Several people told me they are avoiding care because they are afraid of getting Covid-19 in the hospital. They are especially angered that some healthcare workers refuse to mask, even when requested to do so. These patients believe this is a violation of the Americans with Disabilities Act. Pantea Javidan, J.D., Ph.D., a Stanford sociologist, concurs, noting, “A person with a disability who is at increased risk from COVID-19 can reasonably expect their healthcare providers to wear masks as an accommodation to mitigate potential infection risks. The ADA mandates that accommodations be provided unless it presents an undue hardship to the provider. In the current context of the pandemic, it would be challenging for healthcare providers to assert that wearing a mask imposes undue hardship.”
In May, the Mass General Brigham policy told patients, “No. You cannot ask staff members to wear a mask because our policies no longer require it.” It was changed to say, “Patients can ask, but providers determine when and if masking in a particular situation is clinically necessary.” I reached out to Dr. Erica Shenoy, chief of infection control at MGB, asking if she was “the main author of the policy which allows healthcare workers to refuse requests from patients to mask.
“Also, can you please clarify what the rationale for that is?” I asked. “Doesn’t that fall under the need to provide reasonable accommodations for patients? Isn’t aerosol transmission the primary route for Covid?”
Instead, I received a response from a spokesperson that did not answer those questions but said, “There is no policy allowing healthcare workers to refuse requests from patients to mask.”
Asked about the ethics of dropping masking requirements in hospitals and nursing homes, Dr. Art Caplan, professor of medical ethics at New York University’s Grossman School of Medicine, didn’t hesitate to declare it “utterly, completely, irresponsible.” He noted, “You’re frequently around vulnerable people,” and “The evidence is that masking is successful in environments like hospitals and nursing homes.”
Some medical staff now claim it is their “right” to choose not to mask.
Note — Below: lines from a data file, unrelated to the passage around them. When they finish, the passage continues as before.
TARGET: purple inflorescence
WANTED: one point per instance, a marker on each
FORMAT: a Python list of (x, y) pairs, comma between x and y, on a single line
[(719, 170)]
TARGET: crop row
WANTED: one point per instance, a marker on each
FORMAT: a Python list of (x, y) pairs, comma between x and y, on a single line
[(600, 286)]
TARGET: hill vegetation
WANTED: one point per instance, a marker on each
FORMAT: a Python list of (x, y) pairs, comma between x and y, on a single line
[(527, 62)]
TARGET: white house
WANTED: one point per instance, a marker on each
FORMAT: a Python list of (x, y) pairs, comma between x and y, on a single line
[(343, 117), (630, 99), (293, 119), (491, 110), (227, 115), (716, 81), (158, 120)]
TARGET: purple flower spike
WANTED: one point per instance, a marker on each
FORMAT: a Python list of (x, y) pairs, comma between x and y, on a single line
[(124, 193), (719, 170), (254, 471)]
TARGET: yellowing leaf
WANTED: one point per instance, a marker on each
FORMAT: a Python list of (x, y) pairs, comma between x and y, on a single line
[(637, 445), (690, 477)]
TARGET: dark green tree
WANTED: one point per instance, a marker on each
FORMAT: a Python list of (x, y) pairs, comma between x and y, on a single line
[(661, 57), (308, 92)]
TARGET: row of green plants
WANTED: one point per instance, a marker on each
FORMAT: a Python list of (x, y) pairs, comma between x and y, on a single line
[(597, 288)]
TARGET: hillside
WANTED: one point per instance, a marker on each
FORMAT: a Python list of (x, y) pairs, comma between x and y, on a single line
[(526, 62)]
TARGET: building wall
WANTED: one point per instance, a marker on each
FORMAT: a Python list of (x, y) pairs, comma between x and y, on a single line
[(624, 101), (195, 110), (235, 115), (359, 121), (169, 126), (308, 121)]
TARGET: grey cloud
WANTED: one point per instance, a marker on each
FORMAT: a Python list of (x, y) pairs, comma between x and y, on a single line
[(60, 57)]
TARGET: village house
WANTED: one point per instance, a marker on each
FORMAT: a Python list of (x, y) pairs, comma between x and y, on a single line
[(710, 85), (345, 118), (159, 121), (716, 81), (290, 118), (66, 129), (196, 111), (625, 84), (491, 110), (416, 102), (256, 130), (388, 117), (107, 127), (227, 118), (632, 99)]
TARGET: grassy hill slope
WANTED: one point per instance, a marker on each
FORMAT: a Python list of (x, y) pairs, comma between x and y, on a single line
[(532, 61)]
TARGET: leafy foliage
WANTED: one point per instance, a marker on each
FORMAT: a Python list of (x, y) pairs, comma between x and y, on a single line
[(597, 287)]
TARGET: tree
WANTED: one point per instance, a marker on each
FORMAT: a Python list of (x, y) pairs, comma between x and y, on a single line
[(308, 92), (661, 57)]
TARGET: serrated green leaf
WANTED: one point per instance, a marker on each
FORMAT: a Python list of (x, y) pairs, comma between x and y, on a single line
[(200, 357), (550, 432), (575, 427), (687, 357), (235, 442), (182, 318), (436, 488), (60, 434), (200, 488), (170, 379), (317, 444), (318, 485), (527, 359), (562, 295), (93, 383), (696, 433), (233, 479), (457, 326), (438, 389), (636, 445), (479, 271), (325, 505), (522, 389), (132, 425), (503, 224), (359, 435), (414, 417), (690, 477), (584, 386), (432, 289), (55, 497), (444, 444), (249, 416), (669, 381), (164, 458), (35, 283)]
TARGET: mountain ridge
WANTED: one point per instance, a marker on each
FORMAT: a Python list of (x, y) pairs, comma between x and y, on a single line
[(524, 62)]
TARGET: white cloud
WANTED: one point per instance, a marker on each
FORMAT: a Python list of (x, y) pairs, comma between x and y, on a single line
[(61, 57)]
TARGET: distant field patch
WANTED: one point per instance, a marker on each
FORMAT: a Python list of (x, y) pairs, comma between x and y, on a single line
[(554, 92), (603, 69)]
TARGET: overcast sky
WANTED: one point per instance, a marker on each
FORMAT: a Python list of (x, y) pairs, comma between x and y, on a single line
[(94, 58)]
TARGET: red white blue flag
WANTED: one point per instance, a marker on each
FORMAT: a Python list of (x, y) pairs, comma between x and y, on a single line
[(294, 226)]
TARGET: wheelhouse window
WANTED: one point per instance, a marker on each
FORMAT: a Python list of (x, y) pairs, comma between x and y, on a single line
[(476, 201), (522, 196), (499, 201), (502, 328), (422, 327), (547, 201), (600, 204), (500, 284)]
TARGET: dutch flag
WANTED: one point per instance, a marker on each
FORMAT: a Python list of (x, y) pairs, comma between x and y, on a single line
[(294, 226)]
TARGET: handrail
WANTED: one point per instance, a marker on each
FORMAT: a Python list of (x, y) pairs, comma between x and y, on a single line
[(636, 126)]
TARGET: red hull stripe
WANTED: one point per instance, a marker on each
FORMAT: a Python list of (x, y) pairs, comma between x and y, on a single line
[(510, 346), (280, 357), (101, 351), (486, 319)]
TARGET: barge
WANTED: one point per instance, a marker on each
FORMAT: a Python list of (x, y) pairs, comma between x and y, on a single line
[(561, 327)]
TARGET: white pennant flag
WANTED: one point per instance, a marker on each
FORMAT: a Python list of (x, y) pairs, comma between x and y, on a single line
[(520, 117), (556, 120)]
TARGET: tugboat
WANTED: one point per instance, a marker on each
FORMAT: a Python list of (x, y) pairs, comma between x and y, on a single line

Caplan stressed that this is a moral issue, not one of “freedom” for healthcare workers. Citing codes of ethics, he added, “The first principle is, you must do what is in the best interest of your patient. It is not ‘You must do what you think is best for you.’” I was taught that the first principle of medicine is, “Do no harm.” The refusal by healthcare workers to mask, especially when asked to do so by a patient, contravenes that principle.
The CDC and local governments are no longer collecting or reporting reliable, timely data about Covid-19 infections. Many have dropped from daily reporting to weekly, and now only monthly. Wastewater levels are our best indicator, but only available in some areas. On Sept 1, CNN reported, “Data from Biobot Analytics, a biotechnology firm that has partnered with the CDC, shows that wastewater concentrations of the coronavirus are similar to what they were at the start of the first winter surge in 2020.” Hospital admissions doubled over the past month, and positive tests tripled in the past two.
Given all these factors and that even asymptomatic people can transmit Covid-19, it makes zero sense for hospitals, nursing homes and other healthcare facilities to eliminate masking. We’ll find out in November if HICPAC has heard the public outcry in response to its plans.